Still, with an authoritarian regime overseeing a vast computer-savvy populace, China presents a unique menace in cyberspace. Chinese online espionage targets both foreign state secrets and technological innovations as well as organizations that are perceived to embarrass China, like NGOs critical of Beijing's human-rights record. It's impossible to estimate how many Chinese computer geeks work directly for the state. Beijing has repeatedly rejected accusations of official involvement in hacking. But China's denials run counter to the estimations of Western security experts and intelligence agencies, who have become more vocal in fingering Chinese hackers for sustained and sophisticated attacks on foreign IT systems. "[China has] so many more people who are able to hack than any other country," says Murray Jennex, a cybersecurity expert at San Diego State University. "This could get real serious, real fast."
When uncovering a months-long assault on global energy companies traced to Chinese computers, IT security firm McAfee noted that the hackers, who accessed massive amounts of confidential information, worked only on weekdays, logging in at 9 a.m. Beijing time and finishing at 5 p.m. McAfee added that "the attackers employed hacking tools of Chinese origin and that are prevalent on Chinese underground hacking forums." The U.S. security firm also blames Chinese hackers for well-coordinated attacks on Google, Yahoo and many other tech firms. A December intelligence report by another cybersecurity company, Mandiant, found that more than 30 employees of Western media organizations were being targeted by PLA-linked computers based in Shanghai, according to one of the hacking victims, the New York Times. Mandiant accuses China of using these same computers for earlier online strikes on more than 100 American firms.
It's not just China's official cyberarmy that has been dispatched to the front lines. Primed by heavy doses of nationalist education that emphasize how China was ravaged by Japanese and Western powers, a corps of angry young Chinese men — yes, most are men — have flocked online to flex their muscles and express their patriotism. Their actions could be dismissed as harmless pranks — defacing a Western government's website rather than, say, stealing nuclear data or industrial secrets. But hongke machismo feeds a more malicious form of state-sponsored hacking, and it is telling that China's patriotic hackers have not been punished at home for their overseas attacks. While Chinese hackers boast about their exploits online, it's rare to hear one articulate why he chose to hack for nationalist reasons. The story of Wan Tao, now 41, and his China Eagle Union — which at its height boasted hundreds of members who raided foreign computer systems with the government's tacit approval — gives an inside glimpse into the underground world of Chinese hackers: their motivation, exploitation and, in some cases, redemption.

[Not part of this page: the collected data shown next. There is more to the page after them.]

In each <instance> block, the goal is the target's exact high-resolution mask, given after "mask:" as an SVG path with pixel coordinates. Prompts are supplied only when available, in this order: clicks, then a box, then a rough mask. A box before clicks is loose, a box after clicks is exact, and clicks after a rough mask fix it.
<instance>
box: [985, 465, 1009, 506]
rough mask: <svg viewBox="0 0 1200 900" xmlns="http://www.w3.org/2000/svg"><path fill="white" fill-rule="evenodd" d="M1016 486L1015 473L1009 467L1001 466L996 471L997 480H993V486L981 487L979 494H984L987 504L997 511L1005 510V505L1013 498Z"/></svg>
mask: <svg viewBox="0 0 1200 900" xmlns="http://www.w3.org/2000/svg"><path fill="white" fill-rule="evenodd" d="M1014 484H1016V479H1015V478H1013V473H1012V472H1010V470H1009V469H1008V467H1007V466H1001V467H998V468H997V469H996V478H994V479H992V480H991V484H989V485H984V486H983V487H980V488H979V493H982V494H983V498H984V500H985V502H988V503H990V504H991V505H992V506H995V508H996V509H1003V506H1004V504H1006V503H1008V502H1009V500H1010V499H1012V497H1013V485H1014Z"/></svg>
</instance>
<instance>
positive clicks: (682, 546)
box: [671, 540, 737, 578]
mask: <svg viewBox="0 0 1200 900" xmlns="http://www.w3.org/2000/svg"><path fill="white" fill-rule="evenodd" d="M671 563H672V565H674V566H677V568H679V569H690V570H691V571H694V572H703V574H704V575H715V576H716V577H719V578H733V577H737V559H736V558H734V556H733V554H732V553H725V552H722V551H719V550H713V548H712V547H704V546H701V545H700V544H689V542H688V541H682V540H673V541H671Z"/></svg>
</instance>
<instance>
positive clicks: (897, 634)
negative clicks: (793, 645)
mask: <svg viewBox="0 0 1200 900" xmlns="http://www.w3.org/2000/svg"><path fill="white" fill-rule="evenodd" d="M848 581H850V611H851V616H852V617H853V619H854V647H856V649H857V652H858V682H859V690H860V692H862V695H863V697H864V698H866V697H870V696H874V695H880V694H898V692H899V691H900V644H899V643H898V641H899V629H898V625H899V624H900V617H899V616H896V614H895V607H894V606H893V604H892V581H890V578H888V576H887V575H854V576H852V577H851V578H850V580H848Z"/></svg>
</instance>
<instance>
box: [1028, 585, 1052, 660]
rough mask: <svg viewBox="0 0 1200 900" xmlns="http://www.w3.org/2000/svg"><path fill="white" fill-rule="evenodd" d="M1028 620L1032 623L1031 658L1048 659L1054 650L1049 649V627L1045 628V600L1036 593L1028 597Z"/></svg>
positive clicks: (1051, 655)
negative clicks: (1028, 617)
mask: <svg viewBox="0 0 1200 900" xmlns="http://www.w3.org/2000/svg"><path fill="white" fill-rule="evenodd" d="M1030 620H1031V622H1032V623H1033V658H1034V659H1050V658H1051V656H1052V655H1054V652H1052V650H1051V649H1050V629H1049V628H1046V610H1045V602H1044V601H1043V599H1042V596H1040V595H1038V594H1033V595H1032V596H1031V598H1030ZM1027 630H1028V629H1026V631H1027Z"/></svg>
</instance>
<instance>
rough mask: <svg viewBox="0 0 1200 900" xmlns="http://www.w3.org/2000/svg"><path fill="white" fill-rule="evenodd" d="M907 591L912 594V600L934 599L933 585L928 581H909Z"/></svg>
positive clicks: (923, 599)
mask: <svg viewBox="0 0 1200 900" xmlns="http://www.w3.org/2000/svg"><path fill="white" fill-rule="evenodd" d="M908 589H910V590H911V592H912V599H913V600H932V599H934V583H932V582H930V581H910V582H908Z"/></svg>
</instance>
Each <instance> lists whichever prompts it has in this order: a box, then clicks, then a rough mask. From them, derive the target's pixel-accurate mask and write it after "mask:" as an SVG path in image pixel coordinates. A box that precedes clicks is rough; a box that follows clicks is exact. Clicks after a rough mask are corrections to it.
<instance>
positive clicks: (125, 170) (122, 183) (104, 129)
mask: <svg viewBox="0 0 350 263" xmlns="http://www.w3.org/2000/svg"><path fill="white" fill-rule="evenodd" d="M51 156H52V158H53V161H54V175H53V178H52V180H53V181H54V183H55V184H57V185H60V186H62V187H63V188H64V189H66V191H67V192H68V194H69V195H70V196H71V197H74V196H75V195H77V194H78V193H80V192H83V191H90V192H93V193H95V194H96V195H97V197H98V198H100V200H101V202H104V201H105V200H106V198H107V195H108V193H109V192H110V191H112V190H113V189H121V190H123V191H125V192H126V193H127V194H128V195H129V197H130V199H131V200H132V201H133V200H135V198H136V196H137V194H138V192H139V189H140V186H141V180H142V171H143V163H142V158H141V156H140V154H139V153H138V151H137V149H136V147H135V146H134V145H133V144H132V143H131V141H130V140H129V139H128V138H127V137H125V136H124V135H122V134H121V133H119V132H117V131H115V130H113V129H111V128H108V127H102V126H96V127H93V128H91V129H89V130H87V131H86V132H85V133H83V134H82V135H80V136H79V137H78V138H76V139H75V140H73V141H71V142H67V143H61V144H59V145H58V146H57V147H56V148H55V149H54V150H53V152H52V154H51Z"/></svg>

Born in 1971, Wan was a dutiful only child, his mother a teacher and his father a cadre in the powerful Ministry of Railways. But in 1989, when he was in high school, the democracy movement began flowering in Beijing. Even in his small town in eastern China's Jiangxi province, the spirit of reform galvanized Wan. He ran away from home and made contact with local democracy activists. Then the tanks rolled into Tiananmen Square.